La ragione per cui il Legislatore ha stabilito il termine massimo di durata dell'ATP in un tempo così breve va ascritta alla necessità di sfuggire alla censura di incostituzionalità, in quanto la giurisdizione condizionata è assoggettata a stringenti limiti secondo la giurisprudenza della Consulta (v. C. Cost. n. 443/2014, n. 406/1993 e n. 98/2014); tuttavia, è altrettanto vero che la descritta disciplina alimenta cause che potrebbero essere evitate.

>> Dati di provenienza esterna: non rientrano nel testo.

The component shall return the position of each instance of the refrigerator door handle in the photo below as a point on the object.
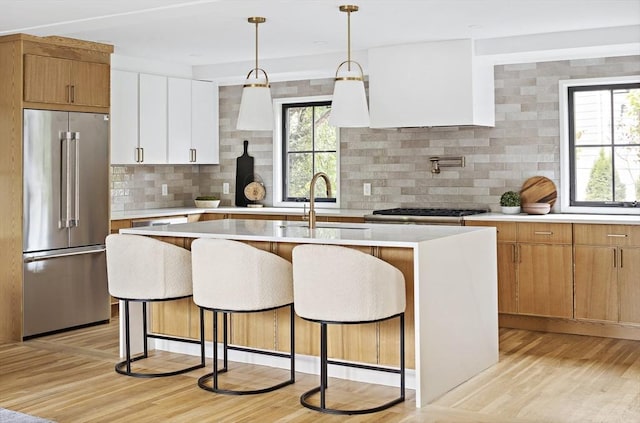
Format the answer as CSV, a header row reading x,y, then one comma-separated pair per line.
x,y
75,220
65,181
47,255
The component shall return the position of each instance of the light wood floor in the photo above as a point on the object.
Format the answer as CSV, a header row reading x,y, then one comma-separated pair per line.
x,y
541,377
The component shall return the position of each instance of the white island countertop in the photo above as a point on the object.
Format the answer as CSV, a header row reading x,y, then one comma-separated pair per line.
x,y
287,211
368,234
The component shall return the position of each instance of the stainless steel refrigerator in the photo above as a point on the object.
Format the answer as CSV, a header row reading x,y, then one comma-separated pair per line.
x,y
65,220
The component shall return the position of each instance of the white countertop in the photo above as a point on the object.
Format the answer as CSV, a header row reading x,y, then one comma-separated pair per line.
x,y
622,219
368,234
619,219
175,211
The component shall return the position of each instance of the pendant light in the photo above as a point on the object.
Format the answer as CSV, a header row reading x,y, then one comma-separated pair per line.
x,y
349,105
256,108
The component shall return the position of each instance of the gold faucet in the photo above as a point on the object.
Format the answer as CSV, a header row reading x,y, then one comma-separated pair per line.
x,y
312,212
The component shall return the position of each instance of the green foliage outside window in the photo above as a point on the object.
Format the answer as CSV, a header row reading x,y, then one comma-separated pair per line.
x,y
310,146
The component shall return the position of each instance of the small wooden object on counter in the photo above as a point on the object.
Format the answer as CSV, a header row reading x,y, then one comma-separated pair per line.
x,y
538,189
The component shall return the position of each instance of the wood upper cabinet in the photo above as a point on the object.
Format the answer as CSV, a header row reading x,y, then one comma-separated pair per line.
x,y
63,81
607,269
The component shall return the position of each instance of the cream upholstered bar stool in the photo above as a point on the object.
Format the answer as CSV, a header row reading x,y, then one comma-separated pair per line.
x,y
143,269
339,285
234,277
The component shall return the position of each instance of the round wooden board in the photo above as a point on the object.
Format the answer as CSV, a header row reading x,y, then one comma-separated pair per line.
x,y
254,191
538,189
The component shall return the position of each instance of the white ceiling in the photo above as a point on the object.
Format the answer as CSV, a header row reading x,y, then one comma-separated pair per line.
x,y
216,32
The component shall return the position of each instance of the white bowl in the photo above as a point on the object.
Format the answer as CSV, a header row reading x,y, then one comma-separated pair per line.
x,y
207,204
536,208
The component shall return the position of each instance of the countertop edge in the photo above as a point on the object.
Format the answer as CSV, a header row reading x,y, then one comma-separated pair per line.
x,y
163,212
607,219
497,217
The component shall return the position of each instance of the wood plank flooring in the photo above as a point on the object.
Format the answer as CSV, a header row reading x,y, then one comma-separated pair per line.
x,y
541,377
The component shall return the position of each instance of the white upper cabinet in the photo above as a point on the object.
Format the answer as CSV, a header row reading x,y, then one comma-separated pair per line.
x,y
163,120
204,122
124,117
153,119
430,84
179,120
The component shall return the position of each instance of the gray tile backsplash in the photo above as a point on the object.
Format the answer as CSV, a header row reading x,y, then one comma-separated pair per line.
x,y
523,143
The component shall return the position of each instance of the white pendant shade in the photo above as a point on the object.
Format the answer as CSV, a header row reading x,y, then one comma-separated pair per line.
x,y
256,108
349,105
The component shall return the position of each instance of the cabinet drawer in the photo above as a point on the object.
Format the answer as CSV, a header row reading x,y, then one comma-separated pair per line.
x,y
505,231
608,235
545,233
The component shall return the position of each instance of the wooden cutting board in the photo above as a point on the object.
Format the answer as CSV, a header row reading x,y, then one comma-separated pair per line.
x,y
538,189
244,175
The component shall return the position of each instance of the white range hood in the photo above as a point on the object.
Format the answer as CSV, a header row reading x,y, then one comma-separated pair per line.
x,y
430,84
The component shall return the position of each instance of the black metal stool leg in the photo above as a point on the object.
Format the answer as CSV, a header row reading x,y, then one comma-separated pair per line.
x,y
127,332
215,386
124,367
324,361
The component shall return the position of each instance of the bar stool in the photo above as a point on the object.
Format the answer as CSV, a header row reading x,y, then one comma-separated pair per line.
x,y
234,277
143,269
339,285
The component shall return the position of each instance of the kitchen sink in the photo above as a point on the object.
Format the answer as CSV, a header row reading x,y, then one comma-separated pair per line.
x,y
320,226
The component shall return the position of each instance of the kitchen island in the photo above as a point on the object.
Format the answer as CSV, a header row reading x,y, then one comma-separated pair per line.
x,y
451,288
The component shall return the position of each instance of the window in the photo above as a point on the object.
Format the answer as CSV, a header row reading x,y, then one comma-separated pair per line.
x,y
602,146
306,144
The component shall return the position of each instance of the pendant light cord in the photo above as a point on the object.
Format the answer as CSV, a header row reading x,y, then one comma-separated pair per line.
x,y
257,23
349,41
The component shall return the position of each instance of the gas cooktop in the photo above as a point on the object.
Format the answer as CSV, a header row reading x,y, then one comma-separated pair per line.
x,y
432,216
428,212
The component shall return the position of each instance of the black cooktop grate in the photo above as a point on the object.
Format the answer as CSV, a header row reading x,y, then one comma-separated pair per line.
x,y
428,212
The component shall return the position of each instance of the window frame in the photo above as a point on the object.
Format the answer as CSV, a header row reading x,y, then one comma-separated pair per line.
x,y
279,152
567,184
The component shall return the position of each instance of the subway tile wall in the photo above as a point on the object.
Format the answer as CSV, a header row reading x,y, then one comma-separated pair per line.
x,y
524,142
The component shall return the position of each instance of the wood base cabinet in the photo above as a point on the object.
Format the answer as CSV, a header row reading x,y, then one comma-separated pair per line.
x,y
534,268
607,273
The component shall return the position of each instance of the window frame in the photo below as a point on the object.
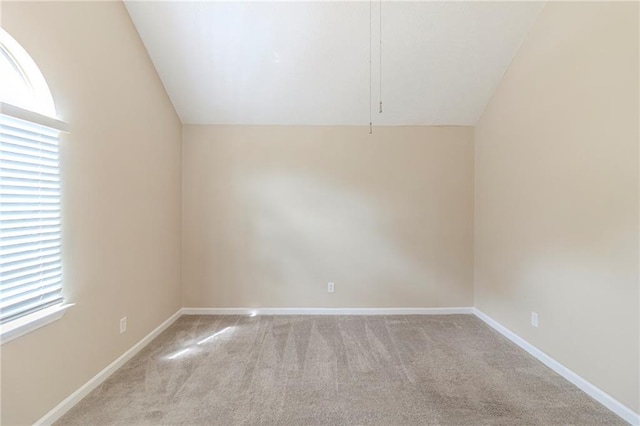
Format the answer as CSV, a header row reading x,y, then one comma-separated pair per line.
x,y
38,109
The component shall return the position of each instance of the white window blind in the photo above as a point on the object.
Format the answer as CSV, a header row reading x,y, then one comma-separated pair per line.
x,y
30,227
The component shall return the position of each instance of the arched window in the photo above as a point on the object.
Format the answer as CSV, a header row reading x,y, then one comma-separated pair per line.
x,y
30,220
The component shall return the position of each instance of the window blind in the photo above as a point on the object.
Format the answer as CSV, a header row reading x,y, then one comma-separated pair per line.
x,y
30,227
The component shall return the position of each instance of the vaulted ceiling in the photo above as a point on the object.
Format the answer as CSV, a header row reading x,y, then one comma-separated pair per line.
x,y
299,63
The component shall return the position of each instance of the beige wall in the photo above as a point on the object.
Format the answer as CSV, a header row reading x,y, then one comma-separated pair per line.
x,y
121,177
272,214
556,194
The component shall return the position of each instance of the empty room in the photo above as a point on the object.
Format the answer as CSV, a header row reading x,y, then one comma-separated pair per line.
x,y
319,213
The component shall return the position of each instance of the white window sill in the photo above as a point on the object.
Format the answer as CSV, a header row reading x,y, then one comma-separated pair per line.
x,y
27,324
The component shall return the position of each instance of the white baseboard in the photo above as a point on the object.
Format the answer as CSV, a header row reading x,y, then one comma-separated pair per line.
x,y
596,393
326,311
60,409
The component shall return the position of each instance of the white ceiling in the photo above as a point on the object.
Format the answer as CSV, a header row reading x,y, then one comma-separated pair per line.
x,y
299,63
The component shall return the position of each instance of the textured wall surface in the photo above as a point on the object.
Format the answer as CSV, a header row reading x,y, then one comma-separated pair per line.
x,y
121,199
272,214
556,194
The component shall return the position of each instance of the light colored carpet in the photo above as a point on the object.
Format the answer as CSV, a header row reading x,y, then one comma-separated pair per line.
x,y
335,370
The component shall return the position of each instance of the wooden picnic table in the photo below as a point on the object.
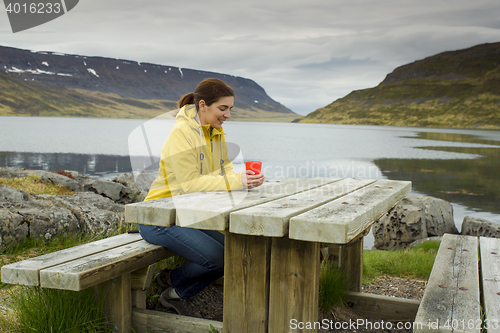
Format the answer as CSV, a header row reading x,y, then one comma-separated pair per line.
x,y
273,235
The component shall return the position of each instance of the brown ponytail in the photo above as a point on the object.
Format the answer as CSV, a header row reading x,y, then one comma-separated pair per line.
x,y
186,99
209,90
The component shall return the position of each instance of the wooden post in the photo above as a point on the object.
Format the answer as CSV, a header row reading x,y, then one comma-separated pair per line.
x,y
351,263
294,283
118,302
246,283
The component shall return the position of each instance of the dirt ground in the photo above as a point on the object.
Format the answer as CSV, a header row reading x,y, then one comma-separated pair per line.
x,y
208,305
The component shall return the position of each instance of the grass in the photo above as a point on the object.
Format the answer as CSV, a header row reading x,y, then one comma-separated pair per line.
x,y
33,184
51,310
47,310
413,263
333,286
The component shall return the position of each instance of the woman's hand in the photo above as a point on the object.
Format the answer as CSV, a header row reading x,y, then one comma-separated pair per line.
x,y
251,180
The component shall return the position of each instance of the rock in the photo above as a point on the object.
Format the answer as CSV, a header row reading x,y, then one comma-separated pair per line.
x,y
439,216
135,191
412,219
12,228
475,226
400,227
44,216
104,187
144,181
94,213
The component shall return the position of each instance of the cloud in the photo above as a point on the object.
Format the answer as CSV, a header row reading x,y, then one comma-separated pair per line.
x,y
305,55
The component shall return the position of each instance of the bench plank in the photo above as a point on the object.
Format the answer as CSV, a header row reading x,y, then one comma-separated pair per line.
x,y
451,300
490,269
341,220
26,272
272,218
88,271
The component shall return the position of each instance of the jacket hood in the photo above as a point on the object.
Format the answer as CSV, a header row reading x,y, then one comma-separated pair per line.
x,y
188,114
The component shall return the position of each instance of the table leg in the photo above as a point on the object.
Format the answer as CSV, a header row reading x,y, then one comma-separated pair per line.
x,y
118,305
246,283
351,262
294,284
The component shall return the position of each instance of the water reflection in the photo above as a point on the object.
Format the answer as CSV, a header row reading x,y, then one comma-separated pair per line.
x,y
97,165
473,183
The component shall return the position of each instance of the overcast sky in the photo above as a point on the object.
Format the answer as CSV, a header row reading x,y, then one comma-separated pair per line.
x,y
305,54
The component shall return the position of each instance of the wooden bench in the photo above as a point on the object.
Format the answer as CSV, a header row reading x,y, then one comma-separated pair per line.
x,y
122,267
463,291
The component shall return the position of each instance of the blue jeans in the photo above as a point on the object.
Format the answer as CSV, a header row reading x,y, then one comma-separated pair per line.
x,y
204,250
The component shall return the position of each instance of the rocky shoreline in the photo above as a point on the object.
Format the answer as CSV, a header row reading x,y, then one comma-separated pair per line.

Se lo scopo dell'ATP è quello di incentivare una deflazione del contenzioso, il fatto che tale procedimento non si concluda nel termine di sei mesi non giustifica la determinazione di impedire che lo stesso possa proseguire, né rende ragione della necessità di introdurre una causa di merito, necessariamente più ampia rispetto al procedimento di istruzione.

La previsione di perentorietà del termine, quindi, pare frustrare proprio l'esplicita finalità di favorire l'accordo tra le parti e, al contrario, si pone come generatrice di ulteriore contenzioso.

Ben venga che si preveda che la parte possa adire il Giudice, una volta che siano passati sei mesi dal ricorso per ATP, però non si giustifica la previsione che impone al Giudice di far cessare il procedimento per A.T.P. laddove questo non si concluda nel termine anzidetto.